Sunday, 8 February
Good Morning Jessicca…
We’re suddenly having a flood of birthdays. Three are being celebrated here today and then there is yours tomorrow, Monday. What is it about June that makes it such a fetching month for lovers? Maybe it has to do with spring being in full bloom and the summer heat hasn't yet arrived. Everyone seems naturally attractive. People get playful beneath the glow of lightening bugs and the distant sound of music. There’s a fragrance for all of this.
It’s difficult to write anything these days. There’s little by me that ring true. Truth is not an approximate location. You have to be standing directly on it to know it. It’s a dangerous thing to break free from a life of unnoticed, small lies.
Maybe lie is too strong a word. We have misunderstandings; basic ones about the nature of life around us. We aren't meant to know too much. Too much truth creates new falsehoods in our minds. True believers in knowledge of any sort take their conclusions to the point of absurdity.
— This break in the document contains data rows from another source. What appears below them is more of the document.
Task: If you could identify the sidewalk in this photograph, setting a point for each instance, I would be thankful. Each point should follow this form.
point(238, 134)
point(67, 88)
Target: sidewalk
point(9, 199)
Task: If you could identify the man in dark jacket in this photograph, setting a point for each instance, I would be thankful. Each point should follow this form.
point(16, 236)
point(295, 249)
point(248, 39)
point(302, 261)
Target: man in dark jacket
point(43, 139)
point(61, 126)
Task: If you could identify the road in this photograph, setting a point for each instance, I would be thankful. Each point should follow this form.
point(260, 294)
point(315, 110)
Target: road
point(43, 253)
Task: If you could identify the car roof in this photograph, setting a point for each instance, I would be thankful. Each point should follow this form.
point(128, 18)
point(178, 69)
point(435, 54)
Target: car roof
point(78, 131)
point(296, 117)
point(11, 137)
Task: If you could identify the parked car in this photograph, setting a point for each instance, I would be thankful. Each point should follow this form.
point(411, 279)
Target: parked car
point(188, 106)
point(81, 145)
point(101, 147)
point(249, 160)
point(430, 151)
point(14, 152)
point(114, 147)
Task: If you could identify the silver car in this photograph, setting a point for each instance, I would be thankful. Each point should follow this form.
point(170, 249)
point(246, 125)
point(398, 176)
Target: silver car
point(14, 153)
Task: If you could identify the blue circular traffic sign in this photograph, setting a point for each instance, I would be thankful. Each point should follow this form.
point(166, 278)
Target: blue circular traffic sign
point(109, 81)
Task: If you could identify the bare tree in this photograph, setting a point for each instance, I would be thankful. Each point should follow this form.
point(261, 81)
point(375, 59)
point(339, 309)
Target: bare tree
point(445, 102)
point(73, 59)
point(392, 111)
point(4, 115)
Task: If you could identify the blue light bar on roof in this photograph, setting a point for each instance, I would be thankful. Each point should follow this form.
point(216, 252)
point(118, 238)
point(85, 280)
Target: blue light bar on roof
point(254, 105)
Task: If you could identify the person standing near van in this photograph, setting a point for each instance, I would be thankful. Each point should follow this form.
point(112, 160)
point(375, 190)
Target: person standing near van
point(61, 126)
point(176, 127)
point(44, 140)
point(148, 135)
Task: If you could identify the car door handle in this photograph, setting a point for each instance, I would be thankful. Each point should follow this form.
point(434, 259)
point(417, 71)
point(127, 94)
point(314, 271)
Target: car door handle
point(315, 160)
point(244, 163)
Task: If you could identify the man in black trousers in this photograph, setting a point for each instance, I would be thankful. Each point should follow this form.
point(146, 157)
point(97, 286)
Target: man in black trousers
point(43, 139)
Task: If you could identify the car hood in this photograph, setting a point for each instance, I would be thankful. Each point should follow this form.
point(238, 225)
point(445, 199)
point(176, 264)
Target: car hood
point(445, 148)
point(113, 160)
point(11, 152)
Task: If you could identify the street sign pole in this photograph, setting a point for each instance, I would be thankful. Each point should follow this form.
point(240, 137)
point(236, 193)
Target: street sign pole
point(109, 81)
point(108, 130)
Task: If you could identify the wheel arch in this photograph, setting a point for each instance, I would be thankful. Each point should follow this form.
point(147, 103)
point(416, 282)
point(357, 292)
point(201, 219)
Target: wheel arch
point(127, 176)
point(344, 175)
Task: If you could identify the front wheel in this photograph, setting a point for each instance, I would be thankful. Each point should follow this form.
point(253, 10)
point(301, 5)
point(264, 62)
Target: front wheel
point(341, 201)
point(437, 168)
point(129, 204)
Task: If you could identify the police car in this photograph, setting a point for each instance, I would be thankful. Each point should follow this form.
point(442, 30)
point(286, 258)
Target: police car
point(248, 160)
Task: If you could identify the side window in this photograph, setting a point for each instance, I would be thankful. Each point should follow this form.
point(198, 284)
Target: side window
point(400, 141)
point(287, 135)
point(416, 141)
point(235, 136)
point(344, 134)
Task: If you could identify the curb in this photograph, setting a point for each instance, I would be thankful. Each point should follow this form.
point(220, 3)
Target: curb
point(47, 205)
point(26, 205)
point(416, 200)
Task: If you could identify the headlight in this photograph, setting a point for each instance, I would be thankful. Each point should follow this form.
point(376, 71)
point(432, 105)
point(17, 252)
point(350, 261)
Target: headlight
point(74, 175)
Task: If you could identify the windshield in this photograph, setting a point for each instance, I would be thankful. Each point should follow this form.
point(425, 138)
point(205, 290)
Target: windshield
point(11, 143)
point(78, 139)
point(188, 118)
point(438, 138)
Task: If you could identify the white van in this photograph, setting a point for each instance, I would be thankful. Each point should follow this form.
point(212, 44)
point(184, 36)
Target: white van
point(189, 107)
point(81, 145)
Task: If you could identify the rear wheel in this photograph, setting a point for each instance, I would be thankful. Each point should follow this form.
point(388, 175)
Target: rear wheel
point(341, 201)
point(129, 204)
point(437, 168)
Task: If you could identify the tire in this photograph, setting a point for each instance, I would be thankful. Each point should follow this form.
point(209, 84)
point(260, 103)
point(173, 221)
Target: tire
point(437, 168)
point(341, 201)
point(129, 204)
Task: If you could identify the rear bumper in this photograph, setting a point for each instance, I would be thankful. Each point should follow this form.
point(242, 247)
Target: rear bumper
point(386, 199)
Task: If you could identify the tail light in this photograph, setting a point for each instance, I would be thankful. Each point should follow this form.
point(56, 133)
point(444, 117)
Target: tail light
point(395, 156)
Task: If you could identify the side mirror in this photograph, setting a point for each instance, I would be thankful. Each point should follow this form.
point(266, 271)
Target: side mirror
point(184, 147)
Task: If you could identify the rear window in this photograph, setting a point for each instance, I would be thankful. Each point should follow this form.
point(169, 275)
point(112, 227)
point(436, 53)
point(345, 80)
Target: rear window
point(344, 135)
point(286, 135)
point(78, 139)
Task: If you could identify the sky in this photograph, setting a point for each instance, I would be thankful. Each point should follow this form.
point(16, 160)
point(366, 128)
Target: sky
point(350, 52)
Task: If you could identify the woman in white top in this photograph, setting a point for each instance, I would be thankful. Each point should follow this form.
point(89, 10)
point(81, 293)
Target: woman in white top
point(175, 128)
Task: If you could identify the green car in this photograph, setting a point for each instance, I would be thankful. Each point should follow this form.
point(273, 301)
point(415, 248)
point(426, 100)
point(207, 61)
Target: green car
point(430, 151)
We make grand conclusions with little supportive evidence.
Feelings enter into our thinking. Life must have its rewards. Fear gives our thoughts immediacy but it warps ideas subtler than survival. I quickly arrive in a briar patch if I pursue a thought very far. There are too many variables. There’s too much I fail to understand.
Much of my truth is based on hope. I hope there’s something decent managing this whole complex affair. I’d like a soft landing at the end – not just for myself but everyone I care about. Life has beautiful moments but we deserve heart-felt congratulations and a period for recovery once it’s over.
You've a birthday tomorrow. Everything is still ahead for you. You’re entering prime time here and now. Blow out every candle with a single breath and wish upon a star. Birth is the magical trial of entry into this curious realm. Happy Birthday, Jessicca!